尹錫悦大統領が3日夜に「非常戒厳」を宣布し、6時間後の4日未明に解除した一連の韓国政界の混乱は、韓日両国の経済にも影響を与えている。尹大統領の就任以来、官民挙げた交流が盛んになるとともに、経済交流も活性化されたが、株安、ウォン安につながるなど、先行きに不安要素がみえてきた。
株・ウォンが急落
3日夜の非常戒厳令を機に、韓国国内の政局混乱を不安視したウォン売りが加速。一時、1ドル=1440ウォン台と約2年ぶりの安値水準を付けた。週明けの9日にもウォン売りが続き、1ドル=1430ウォン台と下落が進んでいる。
売られたウォンは、円が逃避先となった。米連邦準備制度理事会(FRB)が月内で利下げに踏み切るとの観測から、金利低下が見込まれるドルを売って円を買う動きが出ていたところに、ウォン急落のショックが重なった。円相場は3日深夜に一時、1ドル=148円台後半と約1カ月半ぶりの水準まで高騰した。週明けの9日は150円前後で推移し、落ち着きを取り戻している。

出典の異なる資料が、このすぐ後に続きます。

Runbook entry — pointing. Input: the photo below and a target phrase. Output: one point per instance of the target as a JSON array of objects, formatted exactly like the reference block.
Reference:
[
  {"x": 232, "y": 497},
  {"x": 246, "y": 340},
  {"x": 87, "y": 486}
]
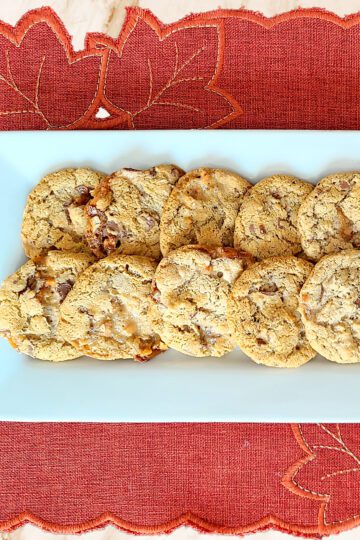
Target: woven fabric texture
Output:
[{"x": 224, "y": 69}]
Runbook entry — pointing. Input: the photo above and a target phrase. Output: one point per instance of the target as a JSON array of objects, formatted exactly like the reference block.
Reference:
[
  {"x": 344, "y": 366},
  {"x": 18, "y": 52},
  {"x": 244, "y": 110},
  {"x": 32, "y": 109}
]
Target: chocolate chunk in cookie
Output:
[
  {"x": 190, "y": 291},
  {"x": 30, "y": 303},
  {"x": 329, "y": 218},
  {"x": 125, "y": 213},
  {"x": 264, "y": 315},
  {"x": 266, "y": 225},
  {"x": 106, "y": 316},
  {"x": 202, "y": 209},
  {"x": 54, "y": 214}
]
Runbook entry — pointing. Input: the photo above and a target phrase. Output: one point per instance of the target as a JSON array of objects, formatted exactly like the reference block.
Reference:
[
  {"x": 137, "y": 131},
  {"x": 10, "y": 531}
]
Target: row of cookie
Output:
[
  {"x": 198, "y": 300},
  {"x": 154, "y": 211}
]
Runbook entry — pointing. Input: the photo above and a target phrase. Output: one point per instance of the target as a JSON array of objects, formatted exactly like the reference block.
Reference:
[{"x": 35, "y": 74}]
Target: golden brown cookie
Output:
[
  {"x": 266, "y": 225},
  {"x": 329, "y": 217},
  {"x": 124, "y": 215},
  {"x": 30, "y": 301},
  {"x": 330, "y": 307},
  {"x": 54, "y": 214},
  {"x": 106, "y": 314},
  {"x": 263, "y": 312},
  {"x": 190, "y": 291},
  {"x": 202, "y": 209}
]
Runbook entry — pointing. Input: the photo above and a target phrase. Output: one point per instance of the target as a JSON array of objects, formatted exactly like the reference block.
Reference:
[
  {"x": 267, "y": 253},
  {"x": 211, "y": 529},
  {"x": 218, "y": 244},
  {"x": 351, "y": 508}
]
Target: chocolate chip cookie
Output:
[
  {"x": 266, "y": 225},
  {"x": 105, "y": 316},
  {"x": 263, "y": 312},
  {"x": 125, "y": 213},
  {"x": 30, "y": 301},
  {"x": 202, "y": 209},
  {"x": 329, "y": 218},
  {"x": 54, "y": 214},
  {"x": 190, "y": 292},
  {"x": 330, "y": 307}
]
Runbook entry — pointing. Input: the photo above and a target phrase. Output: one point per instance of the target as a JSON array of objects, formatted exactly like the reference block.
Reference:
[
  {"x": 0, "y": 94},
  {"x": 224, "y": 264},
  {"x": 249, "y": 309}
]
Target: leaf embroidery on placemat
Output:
[{"x": 329, "y": 471}]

韓国株式市場の4日の総合株価指数(KOSPI)は、前日比49・34ポイント(1・97%)安の2450・76で寄り付き一時、2440台まで下がったが、前日比36・10ポイント(1・44%)安の2464・00で取引を終えた。5、6日もKOSPIは続落し、週明けの9日には2360・58で取引を終え、年初来安値での下落が続いている。
格付けに影響も
グローバル格付け会社のスタンダード&プアーズ(S&P)は報告書で、一連の非常戒厳令について、「信用格付けの高い国では予想できないことだ」としたが、同社関係者は「韓国の格付けに特別な影響はない」としている。一方で、世界3大格付け会社の一つであるムーディーズは「政治的対立が長期化すれば、韓国の格付けに否定的な影響を及ぼしかねない」と懸念している。

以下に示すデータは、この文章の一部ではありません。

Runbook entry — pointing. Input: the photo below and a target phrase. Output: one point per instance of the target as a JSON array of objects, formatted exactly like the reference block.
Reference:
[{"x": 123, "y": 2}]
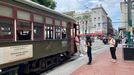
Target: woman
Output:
[
  {"x": 112, "y": 48},
  {"x": 89, "y": 52}
]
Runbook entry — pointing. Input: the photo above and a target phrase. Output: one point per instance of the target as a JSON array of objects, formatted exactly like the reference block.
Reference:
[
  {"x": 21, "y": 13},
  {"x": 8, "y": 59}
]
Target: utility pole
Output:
[{"x": 129, "y": 6}]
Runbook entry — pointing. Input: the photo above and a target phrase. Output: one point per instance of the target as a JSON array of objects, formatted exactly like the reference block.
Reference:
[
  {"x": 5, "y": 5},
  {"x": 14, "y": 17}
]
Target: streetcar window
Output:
[
  {"x": 64, "y": 33},
  {"x": 23, "y": 30},
  {"x": 57, "y": 32},
  {"x": 23, "y": 35},
  {"x": 38, "y": 31},
  {"x": 6, "y": 29}
]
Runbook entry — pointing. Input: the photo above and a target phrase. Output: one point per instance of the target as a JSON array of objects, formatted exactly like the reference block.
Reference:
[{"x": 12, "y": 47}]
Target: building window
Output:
[
  {"x": 6, "y": 11},
  {"x": 98, "y": 18},
  {"x": 23, "y": 30},
  {"x": 94, "y": 19},
  {"x": 6, "y": 29},
  {"x": 49, "y": 32},
  {"x": 95, "y": 26}
]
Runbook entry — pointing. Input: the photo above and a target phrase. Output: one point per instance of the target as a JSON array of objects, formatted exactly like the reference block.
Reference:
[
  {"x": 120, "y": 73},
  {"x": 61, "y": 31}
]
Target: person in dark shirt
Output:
[{"x": 89, "y": 52}]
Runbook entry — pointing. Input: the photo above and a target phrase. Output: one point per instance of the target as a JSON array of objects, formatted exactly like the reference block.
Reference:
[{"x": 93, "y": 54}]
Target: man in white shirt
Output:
[{"x": 112, "y": 48}]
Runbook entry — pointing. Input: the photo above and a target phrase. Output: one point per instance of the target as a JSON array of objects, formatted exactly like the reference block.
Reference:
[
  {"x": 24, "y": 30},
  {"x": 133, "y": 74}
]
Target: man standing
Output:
[
  {"x": 89, "y": 52},
  {"x": 112, "y": 48}
]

野村総研の木内登英エグゼクティブ・エコノミストは、尹大統領が失職し、来年前半にも大統領選挙が行われ、最大野党「共に民主党」の候補が当選した場合、「韓日関係が再び冷え込み、両国の経済関係にも悪影響をもたらす」と予測している。
一部で買いだめ
韓国の市民生活への影響も現れている。一時的に生活必需品を買いだめする現象が起こっていた。流通業界によると、4日の非常戒厳宣布直後から約1~2時間、コンビニエンスストアで即席ごはん、缶詰、ラーメン、ミネラルウォーターなどの売り上げが急増したという。流通業界では「主に非常戒厳を体験した50~60代で、不安心理が作用した」とみている。クーパンなどのeコマースでも、ミネラルウォーター、ラーメンのほか、コメ、おむつの需要が急増した。
観光にも悪影響
在日同胞学生の添乗員として、非常戒厳宣布時にソウルに滞在していた旅行代理業を営むMTプラネットの金順謙社長は「3日の日中は国会議事堂の見学などをしていたが、変わった様子はなかった。その日の夜に非常戒厳が発令されたが、ホテルに滞在していたのでとくに異変は感じなかった。翌日の未明にそのまま解除されたので、『本当にそんなことがあったのか』という感覚だった。翌日の街も普段通りだった」と話す。事業への影響については「顧客から韓国旅行に対する不安の声が聞かれたが、キャンセルは1件もない」としつつも、「早く政情が安定してほしい」と願っている。